A 39-year-old Caucasian woman presented at 38 + 4 weeks of gestation with a short-term history of vertigo, nausea, and vomiting. Symptoms appeared a few days after cervical spine manipulation by an osteopathic specialist. Urgent magnetic resonance imaging of the head was obtained and revealed an ischemic lesion of the right posterolateral portion of the brain bulb. A subsequent computed tomography angiographic scan of the head and neck showed a right vertebral artery dissection. Based on the correlation of the neurological manifestations and imaging findings, a diagnosis of vertebral artery dissection was established. The patient started low-dose acetylsalicylic acid and prophylactic enoxaparin following an urgent cesarean section.

Fig. 1

Right vertebral artery dissection with ischemia in the posterolateral medulla oblongata. In DWI (a) and ADC map (b) the arrow shows a punctate, shiny ischemic lesion, with typical reduction of ADC in the right posterolateral medulla oblongata. c and d CT angiography (axial and 3D reformat, c and d, respectively) showing a focal dissection of the V2 distal segment of the right vertebral artery, with the arrow in figure c pointing to the dissection. e MRI angiography (time of flight, TOF) showing the absence of visualization of right PICA.

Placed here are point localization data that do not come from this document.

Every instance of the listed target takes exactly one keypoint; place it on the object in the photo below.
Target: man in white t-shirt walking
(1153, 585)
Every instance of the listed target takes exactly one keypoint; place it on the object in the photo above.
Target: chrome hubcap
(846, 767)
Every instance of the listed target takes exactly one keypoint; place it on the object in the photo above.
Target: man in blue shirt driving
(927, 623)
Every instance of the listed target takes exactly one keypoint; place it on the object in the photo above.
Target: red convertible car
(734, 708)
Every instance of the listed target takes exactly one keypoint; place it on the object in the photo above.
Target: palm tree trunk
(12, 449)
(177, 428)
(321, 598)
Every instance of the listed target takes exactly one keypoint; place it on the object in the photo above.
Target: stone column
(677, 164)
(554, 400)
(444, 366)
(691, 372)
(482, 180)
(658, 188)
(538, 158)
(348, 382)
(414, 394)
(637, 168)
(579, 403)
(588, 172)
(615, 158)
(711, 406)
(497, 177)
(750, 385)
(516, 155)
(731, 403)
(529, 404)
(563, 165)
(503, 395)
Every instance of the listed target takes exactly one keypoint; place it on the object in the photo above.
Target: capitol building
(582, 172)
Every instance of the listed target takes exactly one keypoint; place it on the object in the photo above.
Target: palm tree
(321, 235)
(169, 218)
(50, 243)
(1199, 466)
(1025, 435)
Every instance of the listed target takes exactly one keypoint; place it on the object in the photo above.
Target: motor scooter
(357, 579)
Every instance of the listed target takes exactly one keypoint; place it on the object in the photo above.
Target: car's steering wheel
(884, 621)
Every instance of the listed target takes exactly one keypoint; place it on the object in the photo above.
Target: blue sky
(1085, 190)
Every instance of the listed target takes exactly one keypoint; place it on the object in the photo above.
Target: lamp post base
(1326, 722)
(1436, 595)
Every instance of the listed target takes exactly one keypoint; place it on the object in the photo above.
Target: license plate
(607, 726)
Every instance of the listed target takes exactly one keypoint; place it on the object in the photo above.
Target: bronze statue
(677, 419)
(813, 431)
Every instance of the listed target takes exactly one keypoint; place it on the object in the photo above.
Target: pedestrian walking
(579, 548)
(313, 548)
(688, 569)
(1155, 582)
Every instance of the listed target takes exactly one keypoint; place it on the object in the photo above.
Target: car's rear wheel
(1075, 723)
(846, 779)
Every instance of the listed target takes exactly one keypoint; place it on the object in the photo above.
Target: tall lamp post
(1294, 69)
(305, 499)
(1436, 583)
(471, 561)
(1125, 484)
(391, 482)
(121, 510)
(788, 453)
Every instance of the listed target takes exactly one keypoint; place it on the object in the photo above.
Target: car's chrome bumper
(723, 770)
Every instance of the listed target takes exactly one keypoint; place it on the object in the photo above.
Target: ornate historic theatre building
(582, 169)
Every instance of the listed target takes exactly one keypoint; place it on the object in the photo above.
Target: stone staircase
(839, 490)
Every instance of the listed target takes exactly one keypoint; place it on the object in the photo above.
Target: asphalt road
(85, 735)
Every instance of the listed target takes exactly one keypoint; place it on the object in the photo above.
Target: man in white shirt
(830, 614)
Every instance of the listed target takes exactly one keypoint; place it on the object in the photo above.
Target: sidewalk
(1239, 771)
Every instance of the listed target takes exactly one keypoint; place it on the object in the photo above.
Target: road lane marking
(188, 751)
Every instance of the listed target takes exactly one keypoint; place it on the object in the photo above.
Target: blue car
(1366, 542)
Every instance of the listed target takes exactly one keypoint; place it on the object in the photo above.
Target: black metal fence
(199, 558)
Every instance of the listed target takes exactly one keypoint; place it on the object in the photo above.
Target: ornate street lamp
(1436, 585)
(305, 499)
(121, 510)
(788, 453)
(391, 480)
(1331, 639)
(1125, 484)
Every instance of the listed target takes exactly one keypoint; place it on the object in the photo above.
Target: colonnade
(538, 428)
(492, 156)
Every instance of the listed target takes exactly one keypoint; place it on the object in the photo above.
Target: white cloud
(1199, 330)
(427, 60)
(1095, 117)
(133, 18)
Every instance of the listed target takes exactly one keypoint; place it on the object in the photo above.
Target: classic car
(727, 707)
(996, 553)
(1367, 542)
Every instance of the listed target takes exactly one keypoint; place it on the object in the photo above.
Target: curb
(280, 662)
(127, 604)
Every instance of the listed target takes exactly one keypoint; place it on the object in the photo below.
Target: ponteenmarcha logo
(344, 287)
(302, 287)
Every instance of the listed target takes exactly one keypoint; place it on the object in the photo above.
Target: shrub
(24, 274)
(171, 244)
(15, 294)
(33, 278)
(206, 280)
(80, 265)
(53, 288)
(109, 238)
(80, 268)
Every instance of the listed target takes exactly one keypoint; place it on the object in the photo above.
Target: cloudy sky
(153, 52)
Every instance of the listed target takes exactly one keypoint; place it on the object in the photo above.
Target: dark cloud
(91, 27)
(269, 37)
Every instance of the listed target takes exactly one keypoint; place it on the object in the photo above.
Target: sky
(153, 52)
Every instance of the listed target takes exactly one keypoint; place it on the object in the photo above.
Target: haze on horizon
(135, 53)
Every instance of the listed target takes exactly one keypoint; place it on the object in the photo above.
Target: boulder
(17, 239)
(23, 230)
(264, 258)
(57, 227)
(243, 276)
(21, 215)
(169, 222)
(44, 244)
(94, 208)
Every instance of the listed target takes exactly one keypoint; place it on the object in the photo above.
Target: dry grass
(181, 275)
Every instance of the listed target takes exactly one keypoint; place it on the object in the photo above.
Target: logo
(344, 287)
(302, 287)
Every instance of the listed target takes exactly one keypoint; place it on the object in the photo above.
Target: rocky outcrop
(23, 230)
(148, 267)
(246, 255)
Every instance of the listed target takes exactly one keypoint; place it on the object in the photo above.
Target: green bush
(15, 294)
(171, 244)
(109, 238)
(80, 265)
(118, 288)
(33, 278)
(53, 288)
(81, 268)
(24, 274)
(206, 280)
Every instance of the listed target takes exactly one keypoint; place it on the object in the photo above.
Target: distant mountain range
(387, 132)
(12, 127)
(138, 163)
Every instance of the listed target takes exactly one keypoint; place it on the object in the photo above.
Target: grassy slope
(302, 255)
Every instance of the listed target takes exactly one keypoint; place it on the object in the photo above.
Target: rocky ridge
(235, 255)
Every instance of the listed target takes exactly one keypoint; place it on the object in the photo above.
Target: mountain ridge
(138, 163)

The authors concluded that vertebral artery dissection is a rare but potential cause of neurologic impairments in pregnancy and during the postpartum period. It should be considered in the differential diagnosis for women who present with headache and/or vertigo. Women with a history of migraines, hypertension, or autoimmune disorders in pregnancy are at higher risk, as well as following cervical spine manipulations. Prompt diagnosis and management of vertebral artery dissection are essential to ensure favorable outcomes.

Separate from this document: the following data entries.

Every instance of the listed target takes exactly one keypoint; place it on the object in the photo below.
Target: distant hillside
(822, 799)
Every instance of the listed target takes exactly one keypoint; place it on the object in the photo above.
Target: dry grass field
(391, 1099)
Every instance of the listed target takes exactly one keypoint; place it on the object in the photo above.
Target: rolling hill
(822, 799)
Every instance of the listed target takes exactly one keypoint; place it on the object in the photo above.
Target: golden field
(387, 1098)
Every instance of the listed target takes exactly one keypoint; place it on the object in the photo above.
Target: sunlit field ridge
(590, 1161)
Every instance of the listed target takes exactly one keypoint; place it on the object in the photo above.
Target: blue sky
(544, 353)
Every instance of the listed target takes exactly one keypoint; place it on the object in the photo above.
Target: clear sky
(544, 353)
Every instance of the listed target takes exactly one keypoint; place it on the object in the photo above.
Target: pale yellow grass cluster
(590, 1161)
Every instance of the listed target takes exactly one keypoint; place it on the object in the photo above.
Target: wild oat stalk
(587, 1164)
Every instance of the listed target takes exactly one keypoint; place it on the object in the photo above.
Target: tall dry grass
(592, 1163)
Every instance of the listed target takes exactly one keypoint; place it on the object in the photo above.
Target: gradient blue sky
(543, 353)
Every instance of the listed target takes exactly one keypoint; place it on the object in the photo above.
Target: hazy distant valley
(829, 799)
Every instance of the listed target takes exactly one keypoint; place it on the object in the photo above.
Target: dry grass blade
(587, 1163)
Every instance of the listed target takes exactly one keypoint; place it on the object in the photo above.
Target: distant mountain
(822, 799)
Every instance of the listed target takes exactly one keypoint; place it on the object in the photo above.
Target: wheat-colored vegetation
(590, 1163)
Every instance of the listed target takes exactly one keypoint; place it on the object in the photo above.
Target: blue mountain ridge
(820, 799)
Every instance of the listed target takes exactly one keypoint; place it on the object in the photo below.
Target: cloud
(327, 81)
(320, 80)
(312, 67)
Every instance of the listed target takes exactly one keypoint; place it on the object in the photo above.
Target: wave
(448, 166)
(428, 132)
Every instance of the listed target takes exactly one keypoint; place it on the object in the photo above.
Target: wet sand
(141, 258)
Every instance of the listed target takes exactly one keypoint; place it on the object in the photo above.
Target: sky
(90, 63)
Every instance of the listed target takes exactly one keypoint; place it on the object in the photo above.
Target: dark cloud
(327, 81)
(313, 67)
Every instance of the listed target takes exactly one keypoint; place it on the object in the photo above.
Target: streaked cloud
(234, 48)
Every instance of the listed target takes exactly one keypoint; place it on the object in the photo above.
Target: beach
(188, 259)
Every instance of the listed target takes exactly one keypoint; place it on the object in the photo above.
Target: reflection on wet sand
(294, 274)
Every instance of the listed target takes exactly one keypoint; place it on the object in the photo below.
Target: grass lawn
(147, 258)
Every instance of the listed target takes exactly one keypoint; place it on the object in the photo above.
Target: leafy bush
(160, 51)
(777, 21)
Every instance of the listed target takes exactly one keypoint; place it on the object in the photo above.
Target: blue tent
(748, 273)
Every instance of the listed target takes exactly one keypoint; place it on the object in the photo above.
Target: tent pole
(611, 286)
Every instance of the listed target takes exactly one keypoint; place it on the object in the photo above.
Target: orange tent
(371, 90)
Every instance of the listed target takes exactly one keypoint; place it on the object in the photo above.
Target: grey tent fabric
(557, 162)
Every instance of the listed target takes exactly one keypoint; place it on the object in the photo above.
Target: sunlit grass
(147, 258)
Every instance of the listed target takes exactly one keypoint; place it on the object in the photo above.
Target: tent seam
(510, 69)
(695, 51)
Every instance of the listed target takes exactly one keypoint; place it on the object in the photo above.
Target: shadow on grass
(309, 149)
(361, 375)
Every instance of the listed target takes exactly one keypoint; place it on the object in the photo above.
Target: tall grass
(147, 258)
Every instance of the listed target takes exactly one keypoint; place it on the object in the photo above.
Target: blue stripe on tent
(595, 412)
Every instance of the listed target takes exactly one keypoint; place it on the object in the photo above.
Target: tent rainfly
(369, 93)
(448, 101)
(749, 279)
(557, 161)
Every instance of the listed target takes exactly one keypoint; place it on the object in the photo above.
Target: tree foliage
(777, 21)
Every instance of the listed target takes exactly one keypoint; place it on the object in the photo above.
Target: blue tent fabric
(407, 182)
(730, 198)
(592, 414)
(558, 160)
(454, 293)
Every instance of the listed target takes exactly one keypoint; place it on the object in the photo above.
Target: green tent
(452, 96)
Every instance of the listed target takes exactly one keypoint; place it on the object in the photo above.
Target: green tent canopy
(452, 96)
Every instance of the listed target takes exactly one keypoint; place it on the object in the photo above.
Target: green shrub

In the discussion section, the authors point out that the incidence of VAD in pregnancy is twice as common as in the rest of the female population. They also mention that a review of the literature regarding adverse effects of spinal manipulation in the pregnant and postpartum periods identified adverse events in five pregnant women and two postpartum women. The authors also include a table that summarizes all cases of VAD reported both prior and after delivery, with 24 cases distributed with a prevalence during the postpartum period (19 of the 24 cases). The clinical presentation of these cases is varied, with a higher frequency of headaches, vertigo, and diplopia, and the risk factors most represented are hypertension and migraines.

The authors finish with this advice: practitioners who do spinal manipulations should be aware of the possible complications of neck manipulation in pregnancy and the postpartum period, particularly in mothers with underlying medical disorders that may predispose to vessel fragility and VAD.

I would add advice of a different nature: consumers should always question whether the risks of any intervention outweigh its benefit. In the case of neck manipulations, the answer is not positive.